From the seventeenth to the nineteenth century, Latin America’s colonial economy developed in interaction with African economies, and especially through ties to West and Central Africa. While every region of the African continent had connections to the economic history of Latin America, the trans-Atlantic interplay was strongest for the African coast and hinterland from Senegal to Angola. The dispatch of some ten million enslaved Africans to Latin America and the Caribbean stands out as the most striking element of the interregional relationship. The complete story, however, includes exchanges of plant and animal biota and technologies, as well as a wider range of demographic and commercial interactions. To understand the dimensions of this intercontinental exchange, one must account for the impact of Africa on the Americas, the impact of the Americas on Africa, any new phenomena that emerged from their interactions, and the temporal ups and downs in intercontinental contact. In addition to chronicling these flows and confrontations, this survey provides an opportunity for some comparison of the historiography of economic change for Latin America and for Africa from the sixteenth to the nineteenth century.
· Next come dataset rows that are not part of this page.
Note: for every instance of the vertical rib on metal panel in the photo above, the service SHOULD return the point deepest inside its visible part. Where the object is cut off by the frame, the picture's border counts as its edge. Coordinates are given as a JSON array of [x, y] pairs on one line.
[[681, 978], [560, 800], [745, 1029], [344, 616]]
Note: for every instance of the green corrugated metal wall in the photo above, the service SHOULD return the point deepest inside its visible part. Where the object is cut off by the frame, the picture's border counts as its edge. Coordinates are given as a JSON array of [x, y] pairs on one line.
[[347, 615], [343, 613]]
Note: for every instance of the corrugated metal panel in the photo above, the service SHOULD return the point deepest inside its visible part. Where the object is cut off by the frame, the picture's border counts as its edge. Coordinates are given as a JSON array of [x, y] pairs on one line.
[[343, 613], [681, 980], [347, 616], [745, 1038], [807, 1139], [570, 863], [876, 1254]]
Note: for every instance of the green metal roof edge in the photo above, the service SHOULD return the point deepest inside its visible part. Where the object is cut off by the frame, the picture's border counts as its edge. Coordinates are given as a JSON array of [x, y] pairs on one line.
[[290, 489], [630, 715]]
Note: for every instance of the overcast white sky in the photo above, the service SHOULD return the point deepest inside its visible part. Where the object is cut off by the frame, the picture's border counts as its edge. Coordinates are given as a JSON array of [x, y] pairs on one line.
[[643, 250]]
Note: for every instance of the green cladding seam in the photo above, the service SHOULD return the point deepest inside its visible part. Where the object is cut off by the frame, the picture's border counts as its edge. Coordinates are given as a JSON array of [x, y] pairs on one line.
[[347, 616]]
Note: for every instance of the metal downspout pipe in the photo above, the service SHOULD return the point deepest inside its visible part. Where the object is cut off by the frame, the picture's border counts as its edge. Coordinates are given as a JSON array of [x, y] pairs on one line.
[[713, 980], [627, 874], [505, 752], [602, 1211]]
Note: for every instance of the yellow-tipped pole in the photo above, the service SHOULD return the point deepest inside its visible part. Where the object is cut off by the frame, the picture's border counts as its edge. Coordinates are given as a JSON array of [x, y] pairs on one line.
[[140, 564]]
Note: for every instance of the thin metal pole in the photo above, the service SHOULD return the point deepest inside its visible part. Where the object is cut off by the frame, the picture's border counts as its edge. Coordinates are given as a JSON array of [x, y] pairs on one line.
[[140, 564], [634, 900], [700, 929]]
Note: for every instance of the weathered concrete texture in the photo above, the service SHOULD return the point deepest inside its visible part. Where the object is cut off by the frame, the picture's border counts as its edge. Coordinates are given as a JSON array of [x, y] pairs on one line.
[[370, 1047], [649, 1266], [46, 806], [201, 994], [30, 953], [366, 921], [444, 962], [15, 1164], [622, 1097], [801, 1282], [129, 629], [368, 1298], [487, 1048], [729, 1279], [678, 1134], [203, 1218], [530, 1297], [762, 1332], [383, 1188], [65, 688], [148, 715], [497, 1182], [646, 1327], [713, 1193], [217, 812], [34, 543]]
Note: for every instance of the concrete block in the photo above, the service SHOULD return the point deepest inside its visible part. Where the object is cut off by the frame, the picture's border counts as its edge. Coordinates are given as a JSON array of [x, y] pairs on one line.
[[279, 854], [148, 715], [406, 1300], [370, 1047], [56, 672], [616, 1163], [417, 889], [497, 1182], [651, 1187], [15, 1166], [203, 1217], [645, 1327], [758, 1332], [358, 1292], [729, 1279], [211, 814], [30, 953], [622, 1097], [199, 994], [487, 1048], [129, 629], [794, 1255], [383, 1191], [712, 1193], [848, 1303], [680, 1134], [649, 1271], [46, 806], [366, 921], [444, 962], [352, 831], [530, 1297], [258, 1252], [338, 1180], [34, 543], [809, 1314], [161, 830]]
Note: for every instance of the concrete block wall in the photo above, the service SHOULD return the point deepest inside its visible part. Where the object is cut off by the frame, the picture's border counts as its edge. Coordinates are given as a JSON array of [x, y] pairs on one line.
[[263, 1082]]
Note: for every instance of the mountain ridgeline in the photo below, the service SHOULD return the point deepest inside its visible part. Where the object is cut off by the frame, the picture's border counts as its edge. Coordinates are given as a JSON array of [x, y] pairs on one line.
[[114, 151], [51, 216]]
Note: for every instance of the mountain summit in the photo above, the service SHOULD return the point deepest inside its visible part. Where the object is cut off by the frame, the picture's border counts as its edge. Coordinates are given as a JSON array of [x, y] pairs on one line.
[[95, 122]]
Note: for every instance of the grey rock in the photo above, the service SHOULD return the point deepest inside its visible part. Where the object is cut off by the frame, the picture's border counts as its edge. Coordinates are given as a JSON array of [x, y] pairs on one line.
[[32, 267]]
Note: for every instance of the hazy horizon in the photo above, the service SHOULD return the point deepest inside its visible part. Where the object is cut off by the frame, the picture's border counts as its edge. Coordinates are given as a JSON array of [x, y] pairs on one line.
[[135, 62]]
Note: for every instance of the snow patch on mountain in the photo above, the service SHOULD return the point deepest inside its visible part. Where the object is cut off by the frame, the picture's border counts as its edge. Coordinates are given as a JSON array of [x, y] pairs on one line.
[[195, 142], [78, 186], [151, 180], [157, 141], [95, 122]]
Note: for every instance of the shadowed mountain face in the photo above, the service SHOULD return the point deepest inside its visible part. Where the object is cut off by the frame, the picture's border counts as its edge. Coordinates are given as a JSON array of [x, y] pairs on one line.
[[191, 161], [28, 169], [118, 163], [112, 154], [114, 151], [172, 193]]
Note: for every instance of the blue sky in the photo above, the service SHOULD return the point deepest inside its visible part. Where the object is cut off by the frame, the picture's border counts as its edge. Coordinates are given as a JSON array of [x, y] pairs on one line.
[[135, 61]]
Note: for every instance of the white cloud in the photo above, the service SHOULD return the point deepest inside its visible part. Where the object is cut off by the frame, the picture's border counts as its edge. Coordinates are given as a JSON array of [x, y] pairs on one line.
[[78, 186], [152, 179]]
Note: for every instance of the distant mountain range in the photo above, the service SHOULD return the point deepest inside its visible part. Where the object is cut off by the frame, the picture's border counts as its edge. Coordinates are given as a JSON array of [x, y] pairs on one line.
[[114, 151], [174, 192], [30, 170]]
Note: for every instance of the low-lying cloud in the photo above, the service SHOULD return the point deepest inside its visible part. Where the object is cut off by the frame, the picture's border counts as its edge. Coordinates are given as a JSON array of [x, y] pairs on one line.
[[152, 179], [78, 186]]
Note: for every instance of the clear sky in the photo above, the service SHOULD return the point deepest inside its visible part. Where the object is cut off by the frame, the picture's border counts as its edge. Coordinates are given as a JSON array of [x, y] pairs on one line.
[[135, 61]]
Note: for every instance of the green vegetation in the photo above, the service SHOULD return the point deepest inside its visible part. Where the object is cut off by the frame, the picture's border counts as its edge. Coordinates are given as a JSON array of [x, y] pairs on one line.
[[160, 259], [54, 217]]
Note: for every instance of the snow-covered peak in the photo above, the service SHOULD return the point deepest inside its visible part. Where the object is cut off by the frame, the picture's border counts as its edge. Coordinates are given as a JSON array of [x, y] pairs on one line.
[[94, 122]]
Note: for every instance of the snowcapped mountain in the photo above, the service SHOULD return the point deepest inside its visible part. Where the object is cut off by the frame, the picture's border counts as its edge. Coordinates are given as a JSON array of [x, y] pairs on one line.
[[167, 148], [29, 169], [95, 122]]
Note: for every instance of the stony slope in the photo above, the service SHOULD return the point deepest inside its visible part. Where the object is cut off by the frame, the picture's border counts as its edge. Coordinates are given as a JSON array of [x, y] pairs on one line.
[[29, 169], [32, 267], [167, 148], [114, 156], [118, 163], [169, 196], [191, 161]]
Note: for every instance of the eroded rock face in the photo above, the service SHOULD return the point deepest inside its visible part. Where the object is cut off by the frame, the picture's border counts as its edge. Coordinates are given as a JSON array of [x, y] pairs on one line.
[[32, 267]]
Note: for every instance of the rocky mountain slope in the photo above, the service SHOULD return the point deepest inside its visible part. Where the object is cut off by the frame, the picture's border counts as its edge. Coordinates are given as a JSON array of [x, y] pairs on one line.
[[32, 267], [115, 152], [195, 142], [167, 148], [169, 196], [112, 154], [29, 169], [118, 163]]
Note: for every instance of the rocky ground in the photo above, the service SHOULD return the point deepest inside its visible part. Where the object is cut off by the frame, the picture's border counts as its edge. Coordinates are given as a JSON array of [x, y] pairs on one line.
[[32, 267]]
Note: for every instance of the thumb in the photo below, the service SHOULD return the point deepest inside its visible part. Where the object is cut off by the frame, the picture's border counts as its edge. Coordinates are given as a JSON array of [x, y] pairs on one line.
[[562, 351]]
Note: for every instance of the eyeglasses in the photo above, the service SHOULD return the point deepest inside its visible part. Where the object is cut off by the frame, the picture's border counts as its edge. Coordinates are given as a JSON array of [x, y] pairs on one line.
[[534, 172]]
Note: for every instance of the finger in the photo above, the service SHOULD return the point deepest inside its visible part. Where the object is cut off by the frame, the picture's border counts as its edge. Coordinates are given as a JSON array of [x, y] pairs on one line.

Three points stand out for particular emphasis. First, for the period up to 1650, Africa and Latin America exerted profound influences on each other in their initial biological, economic, demographic, and cultural encounters. Second, for the period from 1650 to 1800, the Atlantic slave trade brought about substantial transformation in West and Central Africa and in parts of Latin America. Third, during the nineteenth century, even with the independence of most of Latin America and the decline of the Atlantic slave trade, several new sorts of intercontinental connections arose.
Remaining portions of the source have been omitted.